In April, the Harvard Institute of Politics released a survey which found that merely 18 percent of millennials in America trust Congress to do the right thing all, or even most of the time. No wonder so many young people feel disaffected.
When asked if they “had ever volunteered on a political campaign for a candidate or an issue,” just 6 percent responded in the affirmative. But it’s not because they aren’t interested in participating in the world around them. In fact, 34 percent responded that they had volunteered for community service in the previous 12 months. So one might logically conclude that they feel their time and talents are most effectively utilized somewhere other than the political realm.
That’s why I was so pleased to learn about a new organization, the Millennial Action Project, from its Founder and President, Steve Olikara – and to have joined as a member of their Advisory Board.
The Millennial Action Project (MAP) is a national, nonpartisan organization activating a new generation of Millennial policymakers to foster future-focused, collaborative governance. MAP has worked with Millennial members of Congress to form the nation’s first bipartisan Congressional caucus for young members, creating a more constructive governing environment for the next generation of leaders.
Building this effort into a national movement, MAP has also mobilized Millennial state and local legislators from across the country. These young policymakers have provided bipartisan leadership on issues ranging from entrepreneurship and the sharing economy to impact investing and veterans employment.

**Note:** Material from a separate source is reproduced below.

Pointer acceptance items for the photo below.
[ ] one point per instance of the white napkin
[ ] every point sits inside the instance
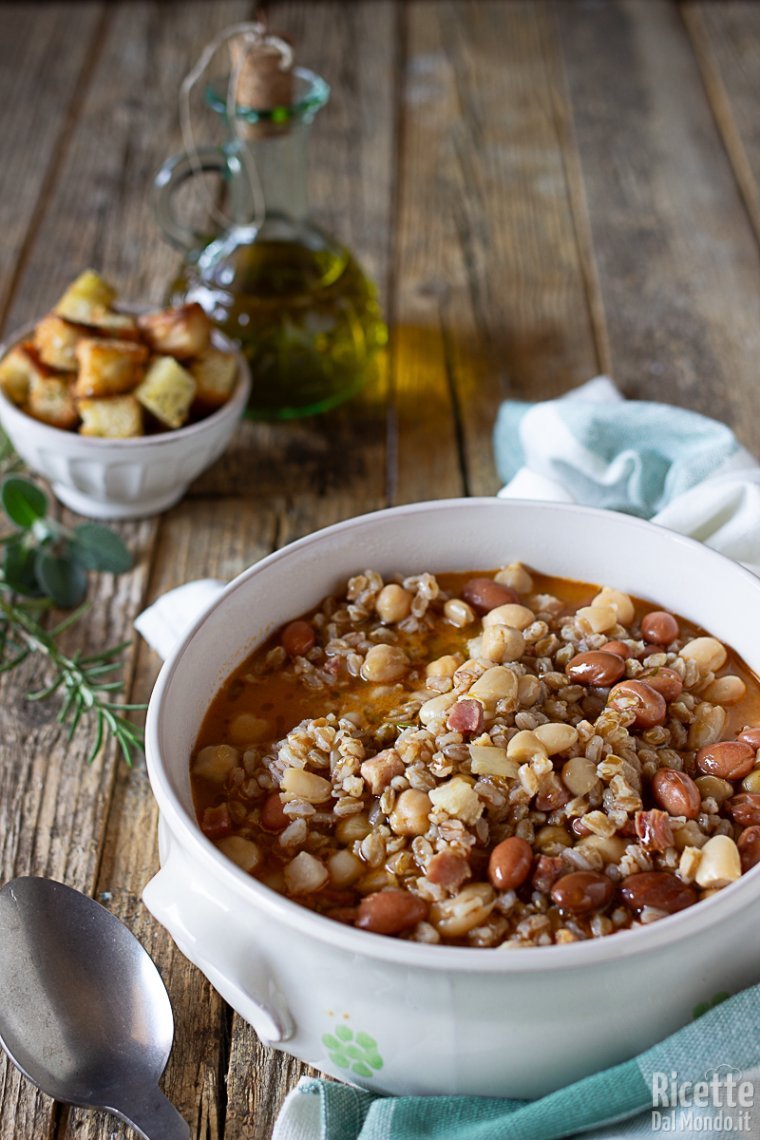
(164, 623)
(673, 466)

Recently, MAP continued to grow in state legislatures as they launched the CA Future Caucus in California’s state capital. Building on that momentum, MAP commemorated Constitution Day 2015 at the National Archives with Congressional Future Caucus Co-Chairs, Reps. Tulsi Gabbard (D-HI) and Will Hurd (R-TX). At the event, MAP’s presentation entitled “The Young Madisons” discussed the new generation of leaders who are shaping America’s future as a constitutional democracy.
And with their Future Caucus movement rapidly expanding, they have partnered with the National Conference of State Legislators on a national Future Caucus Summit this December that will drive innovative, bipartisan solutions to the challenges facing young Americans.
I know firsthand how young Americans can make a difference. My own journey to public service began on the road to the state house in Augusta, Maine, after I was elected to the Maine House of Representatives at the age of 26. At age 31, I was the youngest female Republican ever elected to Congress at the time. As I constantly tell young people at speeches I’ve delivered at campuses across the country, you can make a difference in changing the future course of our government and our country, whether it’s in elective office or engaging in the political and civic dialogues of our communities, states, or our nation.
At the same time, I urge young men and women to champion those who chart a course of compromise, conciliation and consensus building because forging real solutions can only happen when we are willing to take risks working with each other instead of against each other.
What it demands is a willingness to listen to and work with those whom you disagree, and to respect differing views – to acknowledge you don’t have a monopoly on good ideas and accept that you won’t typically get 100 percent of what you seek, and therefore attempt to work through the differences.
That is the only true way forward. Fortunately, that’s what Millennial Action Project is all about.